Le Dr Kakendi Vital, économiste et spécialiste de l’intégration régionale, explique que le recours à des monnaies étrangères dans un territoire donné s’explique généralement par trois facteurs :
- Manque ou insuffisance de liquidités locales comme c’est le cas dans les zones sous administration AFC/M23.
- Recherche de stabilité et de confiance lorsque les usagers perdent espoir dans la monnaie nationale en raison de la volatilité du taux de change.
- Intensité des échanges régionaux quand les monnaies voisines, jugées plus stables, facilitent les transactions commerciales.

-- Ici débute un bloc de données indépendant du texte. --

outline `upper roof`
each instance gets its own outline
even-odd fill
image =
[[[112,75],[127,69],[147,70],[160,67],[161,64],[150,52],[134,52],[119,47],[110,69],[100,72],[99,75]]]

Dans le cas présent, l’absence d’injection de liquidités de la part de la Banque centrale du Congo force les acteurs économiques à se tourner vers les monnaies étrangères. Le CDF est en train de se déminéraliser dans son propre territoire.

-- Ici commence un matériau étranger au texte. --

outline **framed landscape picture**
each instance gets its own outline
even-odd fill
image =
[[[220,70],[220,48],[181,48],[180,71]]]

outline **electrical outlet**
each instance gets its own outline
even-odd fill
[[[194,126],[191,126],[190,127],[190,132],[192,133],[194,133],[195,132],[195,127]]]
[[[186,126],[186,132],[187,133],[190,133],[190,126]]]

Conséquences d’une disparition du franc congolais
Selon Dr Kakendi Vital, cette rareté va bien au-delà d’un simple problème logistique. Elle annonce une fragmentation monétaire profonde.
- Affaiblissement de la souveraineté économique
L’usage massif de devises étrangères dans une partie du pays réduit mécaniquement le pouvoir économique de l’État. La monnaie est non seulement un moyen de paiement, mais aussi un symbole d’unité nationale.
- Inflation locale et hausse des prix
L’absence de CDF crée un déséquilibre :
hausse des prix pour couvrir les risques liés au change,
impossibilité de rendre la monnaie,
circulation non contrôlée de plusieurs devises, avec des taux fluctuants d’un lieu à l’autre.
Un chaos économique qui profite à certains réseaux informels, mais appauvrit les ménages.
- Risque d’une “polymonétarisation sauvage”
La RDC fonctionne déjà en dualité monétaire (CDF–USD). L’arrivée simultanée de trois monnaies frontalières crée un système ingérable, non encadré, où chaque zone adopte sa propre logique de paiement.
- Perte de confiance envers la Banque centrale
Dix mois de paralysie bancaire si cela se vérifie représentent un coup dur pour la crédibilité du système financier congolais dans ces zones. Les populations se rabattent sur des circuits informels ou imposés par le contexte militaire.
Aujourd’hui, dans les zones sous occupation de l’AFC-M23, les habitants survivent dans une économie improvisée, précaire et fragmentée. À la pénurie monétaire s’ajoute l’insécurité, renforçant un sentiment d’abandon.
Les propos de Corneille Nangaa soulèvent une question essentielle :
vers quel avenir monétaire se dirige l’Est de la RDC si le franc congolais continue de disparaître du circuit ?
Pendant ce temps, les populations locales n’ont qu’un seul impératif : essayer de vivre au jour le jour dans une économie qui leur échappe de plus en plus.